Led Zeppelin-In Through The Out Door "E"
Led Zeppelin-In Through The Out Door E
Cover has normal wear and tear for the age. Cover is graded VG. Record is graded VG. "E" Cover Photo. INCLUDES OUTSIDE PAPER BAG.
In Through the Out Door is the eighth and final studio album by the English rock band Led Zeppelin. It was recorded in three weeks in November and December 1978 at ABBA’s Polar Studios in Stockholm, Sweden, and released by Swan Song Records on 15 August 1979. It was the last album released before drummer John Bonham died in 1980, leading the group to disband.
The album was named by the group to describe its recent struggles amidst the death of Robert Plant’s son Karac in 1977, and the taxation exile the band took from the UK. The exile resulted in the band being unable to tour on British soil for over two years, and trying to get back into the public mind was therefore like “trying to get in through the ‘out’ door”.
The group began rehearsing material in September 1978. After six weeks, they travelled to Polar Studios in Stockholm to begin recording. In contrast to previous Led Zeppelin albums, In Through the Out Door features much greater influence on the part of bassist and keyboardist John Paul Jones and vocalist Robert Plant, and relatively less from drummer John Bonham and guitarist Jimmy Page, who often failed to show up on time at the recording studio.
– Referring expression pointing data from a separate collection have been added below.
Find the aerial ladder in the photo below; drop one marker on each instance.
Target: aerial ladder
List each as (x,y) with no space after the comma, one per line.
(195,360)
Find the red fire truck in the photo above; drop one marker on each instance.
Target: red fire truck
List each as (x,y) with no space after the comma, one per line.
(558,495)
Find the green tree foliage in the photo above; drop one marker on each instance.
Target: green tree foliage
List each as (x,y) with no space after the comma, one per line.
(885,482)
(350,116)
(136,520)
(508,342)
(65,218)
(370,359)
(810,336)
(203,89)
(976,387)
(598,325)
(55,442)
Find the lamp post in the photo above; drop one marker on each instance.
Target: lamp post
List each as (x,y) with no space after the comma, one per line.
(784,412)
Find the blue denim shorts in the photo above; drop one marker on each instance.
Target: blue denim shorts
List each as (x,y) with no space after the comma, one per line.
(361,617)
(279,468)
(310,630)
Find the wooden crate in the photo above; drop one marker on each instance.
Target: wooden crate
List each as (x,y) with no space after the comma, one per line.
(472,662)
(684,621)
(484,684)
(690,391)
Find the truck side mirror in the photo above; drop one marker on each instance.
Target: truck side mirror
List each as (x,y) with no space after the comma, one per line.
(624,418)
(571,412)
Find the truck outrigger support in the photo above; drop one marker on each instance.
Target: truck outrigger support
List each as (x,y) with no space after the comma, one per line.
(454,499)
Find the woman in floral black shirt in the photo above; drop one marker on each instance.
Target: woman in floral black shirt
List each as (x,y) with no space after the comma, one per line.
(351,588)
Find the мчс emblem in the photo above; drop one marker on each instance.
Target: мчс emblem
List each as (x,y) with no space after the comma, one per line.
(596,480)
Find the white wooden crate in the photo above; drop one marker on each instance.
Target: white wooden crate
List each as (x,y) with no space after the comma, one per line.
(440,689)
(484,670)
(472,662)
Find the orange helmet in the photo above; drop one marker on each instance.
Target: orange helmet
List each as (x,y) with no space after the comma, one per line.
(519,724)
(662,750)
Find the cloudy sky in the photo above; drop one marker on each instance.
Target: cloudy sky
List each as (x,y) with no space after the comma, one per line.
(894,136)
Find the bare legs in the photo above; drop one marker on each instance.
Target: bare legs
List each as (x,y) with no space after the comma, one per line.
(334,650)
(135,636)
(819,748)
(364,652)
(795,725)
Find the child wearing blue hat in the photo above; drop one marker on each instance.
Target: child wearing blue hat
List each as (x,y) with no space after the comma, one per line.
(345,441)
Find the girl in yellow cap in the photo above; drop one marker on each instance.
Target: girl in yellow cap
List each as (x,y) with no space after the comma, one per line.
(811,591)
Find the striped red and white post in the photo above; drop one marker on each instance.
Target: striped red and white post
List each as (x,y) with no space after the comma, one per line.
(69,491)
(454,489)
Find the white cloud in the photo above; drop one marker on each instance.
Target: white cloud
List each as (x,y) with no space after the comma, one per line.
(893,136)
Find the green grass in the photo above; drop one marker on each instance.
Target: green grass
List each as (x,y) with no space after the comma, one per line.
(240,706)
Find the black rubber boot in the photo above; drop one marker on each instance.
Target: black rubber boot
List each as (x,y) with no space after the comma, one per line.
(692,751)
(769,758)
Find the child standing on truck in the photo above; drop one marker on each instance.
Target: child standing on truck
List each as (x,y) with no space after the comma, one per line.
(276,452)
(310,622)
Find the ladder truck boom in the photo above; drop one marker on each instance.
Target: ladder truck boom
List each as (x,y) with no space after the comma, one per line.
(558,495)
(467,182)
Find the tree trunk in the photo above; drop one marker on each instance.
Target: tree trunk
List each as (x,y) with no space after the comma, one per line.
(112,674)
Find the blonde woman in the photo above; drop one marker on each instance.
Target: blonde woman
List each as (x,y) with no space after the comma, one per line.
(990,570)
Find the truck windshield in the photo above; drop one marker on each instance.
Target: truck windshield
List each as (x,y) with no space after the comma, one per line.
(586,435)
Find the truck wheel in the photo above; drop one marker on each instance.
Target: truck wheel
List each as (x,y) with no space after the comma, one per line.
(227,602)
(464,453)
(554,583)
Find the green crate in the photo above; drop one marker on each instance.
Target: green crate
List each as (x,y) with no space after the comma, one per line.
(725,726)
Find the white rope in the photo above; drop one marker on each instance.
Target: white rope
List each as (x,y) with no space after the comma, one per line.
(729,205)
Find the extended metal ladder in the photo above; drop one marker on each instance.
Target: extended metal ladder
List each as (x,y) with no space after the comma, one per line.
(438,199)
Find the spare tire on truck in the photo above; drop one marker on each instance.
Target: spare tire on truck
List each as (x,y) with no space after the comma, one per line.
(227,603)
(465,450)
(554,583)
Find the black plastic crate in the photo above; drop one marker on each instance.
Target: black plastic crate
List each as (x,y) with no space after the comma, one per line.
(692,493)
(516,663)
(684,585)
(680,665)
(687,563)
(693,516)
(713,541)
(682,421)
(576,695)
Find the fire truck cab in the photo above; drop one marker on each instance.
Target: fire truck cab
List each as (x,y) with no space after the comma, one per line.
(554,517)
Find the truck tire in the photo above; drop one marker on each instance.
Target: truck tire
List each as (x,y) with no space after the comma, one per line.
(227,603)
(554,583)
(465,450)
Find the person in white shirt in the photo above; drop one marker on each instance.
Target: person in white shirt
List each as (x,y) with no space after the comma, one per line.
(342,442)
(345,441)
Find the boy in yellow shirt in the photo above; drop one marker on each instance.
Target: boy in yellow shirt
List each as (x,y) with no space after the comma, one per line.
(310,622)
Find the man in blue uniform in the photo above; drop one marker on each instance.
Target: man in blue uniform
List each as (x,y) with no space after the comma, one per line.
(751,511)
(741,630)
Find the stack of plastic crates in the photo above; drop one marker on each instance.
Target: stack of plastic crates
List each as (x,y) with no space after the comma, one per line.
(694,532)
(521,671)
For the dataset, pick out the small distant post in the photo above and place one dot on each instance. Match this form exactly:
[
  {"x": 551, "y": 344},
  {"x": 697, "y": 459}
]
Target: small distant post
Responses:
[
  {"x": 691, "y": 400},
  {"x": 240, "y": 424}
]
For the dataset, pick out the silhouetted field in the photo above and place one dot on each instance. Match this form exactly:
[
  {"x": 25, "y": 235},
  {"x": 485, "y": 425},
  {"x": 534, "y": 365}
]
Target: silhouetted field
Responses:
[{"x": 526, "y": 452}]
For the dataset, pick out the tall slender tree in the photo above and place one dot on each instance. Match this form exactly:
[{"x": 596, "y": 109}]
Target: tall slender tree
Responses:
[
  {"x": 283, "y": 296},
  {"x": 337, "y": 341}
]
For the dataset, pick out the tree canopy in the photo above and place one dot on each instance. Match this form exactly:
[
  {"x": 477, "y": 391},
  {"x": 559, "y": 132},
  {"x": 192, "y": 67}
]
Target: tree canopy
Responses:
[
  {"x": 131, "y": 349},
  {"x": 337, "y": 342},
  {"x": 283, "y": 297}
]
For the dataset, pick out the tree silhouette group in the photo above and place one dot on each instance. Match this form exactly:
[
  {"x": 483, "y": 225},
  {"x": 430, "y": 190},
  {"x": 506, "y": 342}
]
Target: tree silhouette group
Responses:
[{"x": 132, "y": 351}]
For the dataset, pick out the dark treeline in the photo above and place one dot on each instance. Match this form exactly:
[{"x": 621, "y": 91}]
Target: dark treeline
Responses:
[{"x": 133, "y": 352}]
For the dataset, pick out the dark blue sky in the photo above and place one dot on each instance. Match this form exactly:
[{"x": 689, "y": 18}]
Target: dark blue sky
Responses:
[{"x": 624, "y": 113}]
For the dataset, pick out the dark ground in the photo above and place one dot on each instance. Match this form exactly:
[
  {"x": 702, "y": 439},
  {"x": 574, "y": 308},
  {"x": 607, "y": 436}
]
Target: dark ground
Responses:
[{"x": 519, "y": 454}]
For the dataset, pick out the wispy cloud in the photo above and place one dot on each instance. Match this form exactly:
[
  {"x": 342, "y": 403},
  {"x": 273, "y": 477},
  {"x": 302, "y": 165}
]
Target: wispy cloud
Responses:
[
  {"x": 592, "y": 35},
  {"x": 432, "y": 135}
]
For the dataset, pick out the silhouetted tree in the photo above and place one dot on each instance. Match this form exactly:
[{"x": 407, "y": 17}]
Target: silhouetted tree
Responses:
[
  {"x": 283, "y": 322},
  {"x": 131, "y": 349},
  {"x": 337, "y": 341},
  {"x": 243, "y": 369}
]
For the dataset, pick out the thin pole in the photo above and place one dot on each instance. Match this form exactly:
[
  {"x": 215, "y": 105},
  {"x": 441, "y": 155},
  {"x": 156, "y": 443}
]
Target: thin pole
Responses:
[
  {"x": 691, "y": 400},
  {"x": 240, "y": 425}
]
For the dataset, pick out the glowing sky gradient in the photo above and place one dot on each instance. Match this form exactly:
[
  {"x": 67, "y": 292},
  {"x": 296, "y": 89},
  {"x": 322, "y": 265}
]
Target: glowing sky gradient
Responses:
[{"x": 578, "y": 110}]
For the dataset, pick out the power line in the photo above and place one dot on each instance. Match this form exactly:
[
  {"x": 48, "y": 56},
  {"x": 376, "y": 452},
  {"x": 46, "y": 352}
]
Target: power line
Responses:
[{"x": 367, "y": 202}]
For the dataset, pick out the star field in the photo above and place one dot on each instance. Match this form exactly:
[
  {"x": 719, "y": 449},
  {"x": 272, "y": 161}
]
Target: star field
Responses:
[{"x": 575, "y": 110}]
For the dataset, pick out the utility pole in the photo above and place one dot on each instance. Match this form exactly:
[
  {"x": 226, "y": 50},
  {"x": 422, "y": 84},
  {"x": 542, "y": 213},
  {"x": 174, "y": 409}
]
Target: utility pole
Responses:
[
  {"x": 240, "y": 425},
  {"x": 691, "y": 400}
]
Bonham was struggling with alcoholism and Page was battling heroin addiction. Jones later said, “there were two distinct camps by then, and we [Plant and I] were in the relatively clean one.” Many of the songs were consequently put together by Plant and Jones during the day, with Page and Bonham adding their parts late at night. Jones was inspired by the Yamaha GX-1 synthesizer he had recently purchased, and he was “working closely with Robert, which was something that had not happened before”.
After the recording sessions at Polar, the album was mixed at Page’s personal studio at his home in Plumpton. “Wearing and Tearing”, “Ozone Baby” and “Darlene”—the latter a boogie-woogie based song credited to all band members—were recorded during sessions for this album, but were dropped because of space constraints. All later appeared on Coda.
The original album featured an unusual gimmick: the album had an outer sleeve which was made to look like a plain brown paper bag (reminiscent of similarly packaged bootleg album sleeves with the title rubber-stamped on it), and the inner sleeve featured black and white line artwork which, if washed with water, would become permanently fully colored. There were also six different sleeves featuring a different pair of photos (one on each side), and the external brown paper sleeve meant that it was impossible for record buyers to tell which sleeve they were getting. The pictures all depicted the same scene in a bar (in which a man burns a Dear John letter), and each photo was taken from the separate point of view of someone who appeared in the other photos. The photo session in a London studio was meant to look like a re-creation of the Old Absinthe House, in New Orleans, Louisiana.
The album artwork was designed by Hipgnosis’ Storm Thorgerson. In 1980, Hipgnosis was nominated for a Grammy Award in the category of Best Album Package for In Through the Out Door.